# Sticky snow???



## Guest (Jan 3, 2010)

I went boarding today, and I noticed as soon as a started skating over to the lift that my board was making a weird squeaking/grinding noise against the snow. Then when I went down the run it was reeeeaaally slow. I literally just went straight down, no turning, and I wasn't going very fast. The snow seemed kind of soft and wet. Could this have anything to do with it? Or do I just really need to wax my board (last time I went it was really icy so that might have stripped the wax...) ?? I'm going to wax it tonight and try again tomorrow, but I was just wondering if the snow had anything to do with it.


----------



## Milo303 (Apr 6, 2009)

You need wax.


----------



## Guest (Jan 3, 2010)

Milo303 said:


> You need wax.


Desperately.


----------



## Deviant (Dec 22, 2009)

Was it man-made snow, I mean from the machines? At times our resort has some sticky snow like you're talking about, but the problem will go away on colder snow.


----------



## arsenic0 (Nov 11, 2008)

Heavy wet snow will make you stick to it quite a bit...

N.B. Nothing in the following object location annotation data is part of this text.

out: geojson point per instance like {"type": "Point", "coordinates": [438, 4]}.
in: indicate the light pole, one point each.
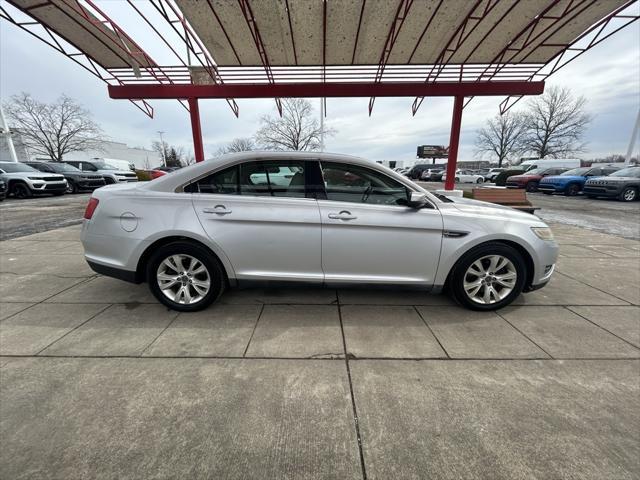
{"type": "Point", "coordinates": [7, 134]}
{"type": "Point", "coordinates": [162, 152]}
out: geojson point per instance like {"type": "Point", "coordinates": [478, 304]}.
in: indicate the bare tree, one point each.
{"type": "Point", "coordinates": [556, 124]}
{"type": "Point", "coordinates": [242, 144]}
{"type": "Point", "coordinates": [501, 137]}
{"type": "Point", "coordinates": [54, 129]}
{"type": "Point", "coordinates": [172, 156]}
{"type": "Point", "coordinates": [297, 129]}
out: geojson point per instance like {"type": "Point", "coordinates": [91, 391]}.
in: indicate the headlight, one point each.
{"type": "Point", "coordinates": [543, 233]}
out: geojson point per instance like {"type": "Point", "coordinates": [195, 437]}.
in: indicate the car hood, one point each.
{"type": "Point", "coordinates": [612, 179]}
{"type": "Point", "coordinates": [562, 178]}
{"type": "Point", "coordinates": [32, 175]}
{"type": "Point", "coordinates": [523, 177]}
{"type": "Point", "coordinates": [476, 208]}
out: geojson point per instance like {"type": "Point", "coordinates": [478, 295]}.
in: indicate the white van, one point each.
{"type": "Point", "coordinates": [550, 162]}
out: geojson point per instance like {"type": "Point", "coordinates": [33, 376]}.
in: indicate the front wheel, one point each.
{"type": "Point", "coordinates": [488, 277]}
{"type": "Point", "coordinates": [629, 194]}
{"type": "Point", "coordinates": [185, 276]}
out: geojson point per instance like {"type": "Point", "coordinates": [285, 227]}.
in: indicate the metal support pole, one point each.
{"type": "Point", "coordinates": [454, 140]}
{"type": "Point", "coordinates": [194, 112]}
{"type": "Point", "coordinates": [7, 134]}
{"type": "Point", "coordinates": [632, 142]}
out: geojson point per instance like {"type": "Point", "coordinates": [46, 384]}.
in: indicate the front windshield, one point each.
{"type": "Point", "coordinates": [577, 171]}
{"type": "Point", "coordinates": [14, 167]}
{"type": "Point", "coordinates": [63, 167]}
{"type": "Point", "coordinates": [627, 172]}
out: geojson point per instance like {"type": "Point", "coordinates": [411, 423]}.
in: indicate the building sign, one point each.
{"type": "Point", "coordinates": [433, 151]}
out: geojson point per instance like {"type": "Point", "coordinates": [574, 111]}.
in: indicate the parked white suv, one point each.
{"type": "Point", "coordinates": [338, 220]}
{"type": "Point", "coordinates": [24, 181]}
{"type": "Point", "coordinates": [110, 173]}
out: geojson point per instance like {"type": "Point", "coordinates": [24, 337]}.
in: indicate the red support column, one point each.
{"type": "Point", "coordinates": [194, 112]}
{"type": "Point", "coordinates": [454, 140]}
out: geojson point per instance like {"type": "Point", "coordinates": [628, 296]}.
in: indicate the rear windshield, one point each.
{"type": "Point", "coordinates": [627, 172]}
{"type": "Point", "coordinates": [14, 167]}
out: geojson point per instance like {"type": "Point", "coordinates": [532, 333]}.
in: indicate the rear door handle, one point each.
{"type": "Point", "coordinates": [343, 215]}
{"type": "Point", "coordinates": [218, 210]}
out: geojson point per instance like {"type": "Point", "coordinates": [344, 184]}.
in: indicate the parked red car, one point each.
{"type": "Point", "coordinates": [529, 180]}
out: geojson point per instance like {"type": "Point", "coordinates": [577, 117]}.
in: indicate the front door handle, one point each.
{"type": "Point", "coordinates": [343, 215]}
{"type": "Point", "coordinates": [218, 210]}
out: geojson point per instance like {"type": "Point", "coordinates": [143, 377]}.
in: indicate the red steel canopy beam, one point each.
{"type": "Point", "coordinates": [314, 90]}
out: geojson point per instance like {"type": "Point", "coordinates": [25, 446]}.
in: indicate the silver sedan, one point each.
{"type": "Point", "coordinates": [324, 219]}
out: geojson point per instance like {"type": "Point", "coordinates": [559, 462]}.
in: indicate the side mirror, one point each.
{"type": "Point", "coordinates": [417, 200]}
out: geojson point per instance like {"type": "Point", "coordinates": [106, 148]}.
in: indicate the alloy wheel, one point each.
{"type": "Point", "coordinates": [629, 195]}
{"type": "Point", "coordinates": [490, 279]}
{"type": "Point", "coordinates": [183, 279]}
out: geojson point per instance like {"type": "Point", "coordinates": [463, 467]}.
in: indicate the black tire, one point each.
{"type": "Point", "coordinates": [215, 270]}
{"type": "Point", "coordinates": [71, 187]}
{"type": "Point", "coordinates": [20, 190]}
{"type": "Point", "coordinates": [456, 277]}
{"type": "Point", "coordinates": [572, 190]}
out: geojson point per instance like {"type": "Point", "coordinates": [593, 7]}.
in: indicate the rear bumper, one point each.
{"type": "Point", "coordinates": [119, 273]}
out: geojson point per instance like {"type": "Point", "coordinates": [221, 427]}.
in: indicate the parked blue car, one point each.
{"type": "Point", "coordinates": [571, 182]}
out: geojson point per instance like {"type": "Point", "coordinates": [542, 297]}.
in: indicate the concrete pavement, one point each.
{"type": "Point", "coordinates": [99, 381]}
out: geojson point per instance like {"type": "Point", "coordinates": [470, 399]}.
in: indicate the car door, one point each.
{"type": "Point", "coordinates": [261, 215]}
{"type": "Point", "coordinates": [370, 235]}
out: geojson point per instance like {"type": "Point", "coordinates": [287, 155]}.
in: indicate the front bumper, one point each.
{"type": "Point", "coordinates": [47, 187]}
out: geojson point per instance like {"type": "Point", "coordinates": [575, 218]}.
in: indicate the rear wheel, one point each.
{"type": "Point", "coordinates": [488, 277]}
{"type": "Point", "coordinates": [629, 194]}
{"type": "Point", "coordinates": [185, 276]}
{"type": "Point", "coordinates": [572, 190]}
{"type": "Point", "coordinates": [20, 190]}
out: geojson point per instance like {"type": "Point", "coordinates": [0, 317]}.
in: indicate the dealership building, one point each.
{"type": "Point", "coordinates": [142, 158]}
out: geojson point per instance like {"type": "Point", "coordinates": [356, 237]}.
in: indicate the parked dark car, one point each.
{"type": "Point", "coordinates": [531, 178]}
{"type": "Point", "coordinates": [76, 179]}
{"type": "Point", "coordinates": [416, 171]}
{"type": "Point", "coordinates": [572, 181]}
{"type": "Point", "coordinates": [623, 185]}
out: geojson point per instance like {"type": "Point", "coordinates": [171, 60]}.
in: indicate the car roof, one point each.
{"type": "Point", "coordinates": [169, 183]}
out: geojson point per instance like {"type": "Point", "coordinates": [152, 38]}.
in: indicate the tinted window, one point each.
{"type": "Point", "coordinates": [352, 183]}
{"type": "Point", "coordinates": [273, 178]}
{"type": "Point", "coordinates": [15, 167]}
{"type": "Point", "coordinates": [627, 172]}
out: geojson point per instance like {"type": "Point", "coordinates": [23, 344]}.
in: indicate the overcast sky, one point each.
{"type": "Point", "coordinates": [608, 76]}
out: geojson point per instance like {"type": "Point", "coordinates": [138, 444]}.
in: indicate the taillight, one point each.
{"type": "Point", "coordinates": [91, 207]}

Especially out here in Oregon...sometimes we have these wierd melting cycles or even rain on top of powder...god forbid you step an inch into that its slowwwwww


----------



## Mr. Polonia (Apr 5, 2009)

were u riding on factory wax? and if so how many times did u ride on it?

If where u snow board, the snow is mostly mushy and slushy, then wax your board with hi-fluoro wax.

Wet snow or spring snow will really slow u down if u dont have the correct wax.
in the spring time u can use a warm hydrocarbon wax, and in the winter time, pick out a temp specific wax that is high in fluoro!:thumbsup:


----------